Pauleta chegou facilmente ao hat-trick, Simão esteve por duas vezes perto de marcar de cabeça (pois...) e Figo selou a noite de paz, noite de amor, com um golo em belo estilo, que não perde beleza pelo facto de ter sido extremamente facilitado por uma defesa embevecida com a técnica do número 7 luso.

Nuno Gomes, ano e meio depois

Após o intervalo, com Fernando Couto, Figo e Rui Costa saciados de aplausos, Scolari deu início ao plano B, lançando Caneira e testando Beto a meio-campo, ao lado de Costinha, para deixar Deco como único maestro atrás de um trio ofensivo onde já estava Boa Morte. Pauleta chegou ao poker, diante de um adversário cada vez mais desgastado pelo passar dos minutos, e logo a seguir foi para o balneário, dando lugar a Nuno Gomes.

O jogo já dava para tudo, até para que a troca de Deco por Rogério Matias permitisse a Rui Jorge (sim, sim!) cerca de 25 minutos de puro prazer como médio ofensivo. E como Nuno Gomes, muito acarinhado pelo público, percebeu cedo que tinha uma oportunidade de ouro para pôr fim a um jejum de ano e meio na Selecção, o resultado chegou até aos 8-0 finais, só por acaso não se traduzindo na maior goleada da História da Selecção.

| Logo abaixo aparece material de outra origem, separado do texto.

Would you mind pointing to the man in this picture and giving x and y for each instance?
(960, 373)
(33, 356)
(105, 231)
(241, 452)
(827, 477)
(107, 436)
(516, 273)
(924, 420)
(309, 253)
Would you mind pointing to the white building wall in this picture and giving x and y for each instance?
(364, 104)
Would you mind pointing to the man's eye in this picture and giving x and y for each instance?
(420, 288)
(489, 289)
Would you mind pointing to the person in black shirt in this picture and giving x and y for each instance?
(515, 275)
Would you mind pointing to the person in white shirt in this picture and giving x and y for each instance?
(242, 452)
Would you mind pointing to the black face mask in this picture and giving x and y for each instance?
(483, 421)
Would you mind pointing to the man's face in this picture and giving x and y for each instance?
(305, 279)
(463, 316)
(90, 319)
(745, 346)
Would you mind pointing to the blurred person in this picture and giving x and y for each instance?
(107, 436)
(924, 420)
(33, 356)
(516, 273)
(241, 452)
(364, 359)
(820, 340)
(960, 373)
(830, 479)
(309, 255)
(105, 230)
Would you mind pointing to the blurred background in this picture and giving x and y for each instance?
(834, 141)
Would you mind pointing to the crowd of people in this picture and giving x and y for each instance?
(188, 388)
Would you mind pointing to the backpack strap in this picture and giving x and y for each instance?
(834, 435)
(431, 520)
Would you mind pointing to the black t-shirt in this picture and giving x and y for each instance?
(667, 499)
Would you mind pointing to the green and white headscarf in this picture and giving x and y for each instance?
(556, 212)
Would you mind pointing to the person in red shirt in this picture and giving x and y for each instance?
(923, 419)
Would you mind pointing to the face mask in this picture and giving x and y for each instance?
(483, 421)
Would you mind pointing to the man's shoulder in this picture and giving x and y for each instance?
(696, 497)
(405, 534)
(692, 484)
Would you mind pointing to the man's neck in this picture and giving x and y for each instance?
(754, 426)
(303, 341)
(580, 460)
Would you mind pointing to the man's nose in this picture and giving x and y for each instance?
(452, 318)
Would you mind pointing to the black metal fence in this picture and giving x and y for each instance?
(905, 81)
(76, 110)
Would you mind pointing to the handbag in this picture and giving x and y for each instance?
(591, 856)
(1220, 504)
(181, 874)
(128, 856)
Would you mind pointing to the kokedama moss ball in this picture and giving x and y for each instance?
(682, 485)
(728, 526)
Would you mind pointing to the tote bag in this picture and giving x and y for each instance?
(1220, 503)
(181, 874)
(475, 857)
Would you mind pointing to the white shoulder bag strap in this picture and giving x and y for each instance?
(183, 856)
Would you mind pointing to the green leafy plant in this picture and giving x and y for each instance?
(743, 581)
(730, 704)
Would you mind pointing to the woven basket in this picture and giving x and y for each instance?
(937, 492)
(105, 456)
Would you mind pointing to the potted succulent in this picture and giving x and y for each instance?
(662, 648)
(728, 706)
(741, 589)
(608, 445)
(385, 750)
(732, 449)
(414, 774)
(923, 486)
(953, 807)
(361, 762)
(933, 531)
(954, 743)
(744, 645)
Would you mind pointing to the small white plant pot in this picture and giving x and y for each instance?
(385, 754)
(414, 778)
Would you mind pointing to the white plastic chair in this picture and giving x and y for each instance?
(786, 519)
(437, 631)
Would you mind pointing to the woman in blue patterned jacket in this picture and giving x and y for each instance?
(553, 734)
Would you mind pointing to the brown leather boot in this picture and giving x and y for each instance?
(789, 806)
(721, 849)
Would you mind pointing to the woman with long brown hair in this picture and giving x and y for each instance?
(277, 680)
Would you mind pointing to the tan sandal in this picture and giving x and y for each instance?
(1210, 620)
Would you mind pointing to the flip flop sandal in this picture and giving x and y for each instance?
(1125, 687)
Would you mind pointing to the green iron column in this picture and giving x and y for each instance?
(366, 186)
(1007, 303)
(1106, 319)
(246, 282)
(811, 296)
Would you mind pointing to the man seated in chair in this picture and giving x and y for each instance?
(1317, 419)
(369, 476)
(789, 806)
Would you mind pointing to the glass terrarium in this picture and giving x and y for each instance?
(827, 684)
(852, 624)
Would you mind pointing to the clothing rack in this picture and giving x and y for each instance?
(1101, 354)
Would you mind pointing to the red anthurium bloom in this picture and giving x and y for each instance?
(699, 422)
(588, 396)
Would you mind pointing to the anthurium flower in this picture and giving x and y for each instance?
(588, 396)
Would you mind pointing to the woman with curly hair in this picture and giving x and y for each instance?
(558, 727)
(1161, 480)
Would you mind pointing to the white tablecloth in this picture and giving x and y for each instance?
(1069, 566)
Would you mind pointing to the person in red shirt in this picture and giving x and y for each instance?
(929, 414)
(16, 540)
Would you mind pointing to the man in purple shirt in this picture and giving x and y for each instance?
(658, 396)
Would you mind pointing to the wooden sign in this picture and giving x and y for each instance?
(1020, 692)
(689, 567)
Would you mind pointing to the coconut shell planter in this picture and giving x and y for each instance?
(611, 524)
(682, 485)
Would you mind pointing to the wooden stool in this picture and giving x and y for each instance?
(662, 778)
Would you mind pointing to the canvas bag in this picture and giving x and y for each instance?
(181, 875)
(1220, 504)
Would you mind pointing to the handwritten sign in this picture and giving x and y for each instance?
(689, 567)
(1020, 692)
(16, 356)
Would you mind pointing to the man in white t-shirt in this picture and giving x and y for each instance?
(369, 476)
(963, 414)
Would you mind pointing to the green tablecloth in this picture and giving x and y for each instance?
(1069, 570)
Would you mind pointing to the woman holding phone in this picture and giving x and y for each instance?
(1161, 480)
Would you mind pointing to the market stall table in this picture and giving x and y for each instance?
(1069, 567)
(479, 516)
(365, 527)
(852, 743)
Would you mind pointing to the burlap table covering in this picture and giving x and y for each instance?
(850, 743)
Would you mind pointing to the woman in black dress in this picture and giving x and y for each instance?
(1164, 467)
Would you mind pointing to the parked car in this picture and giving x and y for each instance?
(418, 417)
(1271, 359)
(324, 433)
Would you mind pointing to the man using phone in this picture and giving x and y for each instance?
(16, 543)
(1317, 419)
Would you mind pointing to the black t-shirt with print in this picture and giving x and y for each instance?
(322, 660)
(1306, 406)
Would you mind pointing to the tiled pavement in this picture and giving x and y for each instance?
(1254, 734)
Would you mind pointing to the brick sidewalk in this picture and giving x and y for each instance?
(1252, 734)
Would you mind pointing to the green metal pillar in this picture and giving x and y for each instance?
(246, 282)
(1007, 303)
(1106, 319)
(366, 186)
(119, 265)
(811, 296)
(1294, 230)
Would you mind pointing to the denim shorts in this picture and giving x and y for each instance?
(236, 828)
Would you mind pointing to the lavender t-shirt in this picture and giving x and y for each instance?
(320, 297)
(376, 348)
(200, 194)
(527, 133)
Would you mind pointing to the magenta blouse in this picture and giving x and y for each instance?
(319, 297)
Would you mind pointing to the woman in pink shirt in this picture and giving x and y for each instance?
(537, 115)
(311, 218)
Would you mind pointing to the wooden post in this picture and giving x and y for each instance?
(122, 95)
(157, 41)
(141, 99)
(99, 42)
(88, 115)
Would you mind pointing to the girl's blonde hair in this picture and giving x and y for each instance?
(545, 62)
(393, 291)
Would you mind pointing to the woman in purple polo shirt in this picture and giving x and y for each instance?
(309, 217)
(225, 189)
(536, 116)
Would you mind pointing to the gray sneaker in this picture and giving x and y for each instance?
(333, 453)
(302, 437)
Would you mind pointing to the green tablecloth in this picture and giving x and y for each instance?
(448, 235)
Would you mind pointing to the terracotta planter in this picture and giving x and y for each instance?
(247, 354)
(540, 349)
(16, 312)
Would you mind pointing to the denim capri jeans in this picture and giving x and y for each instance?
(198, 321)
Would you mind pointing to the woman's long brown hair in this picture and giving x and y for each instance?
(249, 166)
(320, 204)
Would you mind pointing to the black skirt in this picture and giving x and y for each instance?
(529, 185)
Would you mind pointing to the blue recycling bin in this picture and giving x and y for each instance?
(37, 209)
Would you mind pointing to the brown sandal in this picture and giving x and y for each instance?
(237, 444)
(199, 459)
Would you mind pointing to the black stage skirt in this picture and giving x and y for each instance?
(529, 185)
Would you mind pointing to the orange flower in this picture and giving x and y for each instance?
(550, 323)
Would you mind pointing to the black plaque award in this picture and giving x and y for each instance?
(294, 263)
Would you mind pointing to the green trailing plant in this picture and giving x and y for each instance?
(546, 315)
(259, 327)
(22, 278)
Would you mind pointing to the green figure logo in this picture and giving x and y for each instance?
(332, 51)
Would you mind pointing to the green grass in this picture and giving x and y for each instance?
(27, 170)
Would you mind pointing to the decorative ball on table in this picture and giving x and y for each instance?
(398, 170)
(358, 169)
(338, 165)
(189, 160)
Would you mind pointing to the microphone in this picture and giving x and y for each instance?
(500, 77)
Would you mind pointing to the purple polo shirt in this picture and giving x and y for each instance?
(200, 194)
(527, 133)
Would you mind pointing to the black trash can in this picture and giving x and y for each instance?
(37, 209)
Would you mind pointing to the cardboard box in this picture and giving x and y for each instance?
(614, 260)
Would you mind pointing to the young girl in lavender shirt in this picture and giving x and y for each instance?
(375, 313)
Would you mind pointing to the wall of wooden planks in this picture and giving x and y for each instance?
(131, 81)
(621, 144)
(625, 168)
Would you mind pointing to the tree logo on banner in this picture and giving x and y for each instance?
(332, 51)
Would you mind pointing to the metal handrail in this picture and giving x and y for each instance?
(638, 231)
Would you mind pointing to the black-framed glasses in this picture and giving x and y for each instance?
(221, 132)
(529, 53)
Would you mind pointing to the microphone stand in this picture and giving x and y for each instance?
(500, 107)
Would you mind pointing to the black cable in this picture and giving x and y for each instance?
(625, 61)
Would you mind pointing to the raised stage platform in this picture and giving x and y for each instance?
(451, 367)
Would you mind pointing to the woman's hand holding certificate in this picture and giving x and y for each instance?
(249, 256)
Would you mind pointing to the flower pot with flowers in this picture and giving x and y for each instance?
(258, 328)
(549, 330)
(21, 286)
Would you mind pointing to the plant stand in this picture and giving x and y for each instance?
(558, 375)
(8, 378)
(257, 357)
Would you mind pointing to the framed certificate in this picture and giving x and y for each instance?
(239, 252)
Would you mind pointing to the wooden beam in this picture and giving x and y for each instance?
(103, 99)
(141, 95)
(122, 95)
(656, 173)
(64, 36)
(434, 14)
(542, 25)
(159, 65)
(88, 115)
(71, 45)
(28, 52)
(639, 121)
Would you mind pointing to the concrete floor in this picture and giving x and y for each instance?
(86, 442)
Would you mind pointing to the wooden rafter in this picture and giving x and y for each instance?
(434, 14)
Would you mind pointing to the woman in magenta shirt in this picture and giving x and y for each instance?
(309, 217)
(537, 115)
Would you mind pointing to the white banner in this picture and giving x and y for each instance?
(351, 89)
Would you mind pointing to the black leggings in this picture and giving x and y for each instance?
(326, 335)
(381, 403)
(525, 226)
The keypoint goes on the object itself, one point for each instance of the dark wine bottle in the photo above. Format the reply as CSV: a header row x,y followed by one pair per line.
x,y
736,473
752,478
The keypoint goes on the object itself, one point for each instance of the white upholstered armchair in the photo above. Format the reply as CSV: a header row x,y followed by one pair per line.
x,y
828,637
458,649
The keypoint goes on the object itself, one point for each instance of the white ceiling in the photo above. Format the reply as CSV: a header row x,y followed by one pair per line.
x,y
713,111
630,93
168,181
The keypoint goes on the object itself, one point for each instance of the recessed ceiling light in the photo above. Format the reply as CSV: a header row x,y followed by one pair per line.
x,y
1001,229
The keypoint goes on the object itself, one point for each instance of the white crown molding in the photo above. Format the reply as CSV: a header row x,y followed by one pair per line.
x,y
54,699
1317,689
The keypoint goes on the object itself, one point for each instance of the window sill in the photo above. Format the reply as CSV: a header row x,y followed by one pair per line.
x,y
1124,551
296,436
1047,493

Pouco importa: o Natal antecipado foi justo na distribuição de prendas. Leiria teve a sua festa, Scolari ganhou um momento de pausa nas polémicas, os artistas, com Deco e Rui Costa à cabeça, um momento raro de liberdade absoluta e os avançados, um carregamento de golos para ganhar moral. Pena que até ao Europeu não haja mais Koweites no caminho. Mas pelo menos, a família fez as pazes no encerrar do ano. Os testes a sério seguem dentro de momento.